Here in Seattle, there isn’t enough room to swing a cat without hitting an open wi-fi access point. During lapses in my own internet service (damn you, Comcast) I have gotten by on my neighbors’, or one of the dozen cafes or bars within half a mile that have free, unfettered internet access. In fact, it’s become a sort of lifestyle I and other Seattleites subscribe to, flitting about the cafes, sharing music, blogging together. Pretty obnoxious, now that I think about it. But if there’s another thing Seattle is known for, it’s Starbucks. Now, like any true Seattleite, I haven’t set foot in a Starbucks in years except when absolutely necessary (airport, gift card, etc) — I could make some statement about burned beans and corporate culture, but really, it’s because of their lack of wi-fi.
Oh sure, they have wi-fi. There’s a guy in Madison Park who’s been playing WoW almost nonstop for years at one of the flagship stores. But it isn’t free, and internet you pay for isn’t really a hot item in the most wired city in the country.
But as if it weren’t enough to have to pay for internet there, Starbucks is revamping their system to create a wi-fi access point of unprecedented complexity. Instead of doing something like selling vouchers for a day, a month, or a year of wi-fi at any Starbucks, they are instituting a complicated rewards system, with tiers, drink privileges, and a bunch of other stuff involved.
What can I say about a program with a FAQ like this? You’re giving people stars, and moving them around levels? I can’t decide whether they’re trying to be Super Mario Galaxy or a first grade classroom. It’s completely ridiculous.

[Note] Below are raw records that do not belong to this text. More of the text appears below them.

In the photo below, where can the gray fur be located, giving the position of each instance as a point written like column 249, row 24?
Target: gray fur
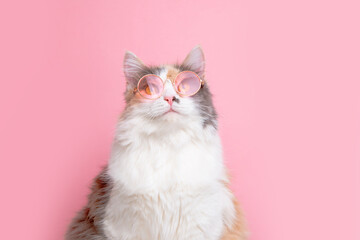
column 87, row 225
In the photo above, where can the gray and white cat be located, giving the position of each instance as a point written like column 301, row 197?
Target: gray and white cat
column 165, row 179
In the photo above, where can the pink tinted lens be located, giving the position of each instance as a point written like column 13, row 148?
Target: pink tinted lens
column 150, row 86
column 187, row 83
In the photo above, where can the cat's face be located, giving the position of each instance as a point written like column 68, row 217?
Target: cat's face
column 170, row 106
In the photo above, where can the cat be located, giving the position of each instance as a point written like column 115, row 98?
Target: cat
column 165, row 179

I think what they’re doing is just pushing pre-paid cards, because that forces you to go back to Starbucks more. And if there’s a free drink there for you after however many drinks, and the card is linked to your internet access, you’re kind of stuck with it. But really, why not just have verified punch cards for free drinks, and if you really must charge for internet, why not just sell blocks of time and have people log in through a gateway? This cumbersome Starbucks ecosystem is why people who dislike Starbucks do so. …Also, your espresso is thin and the drip sucks.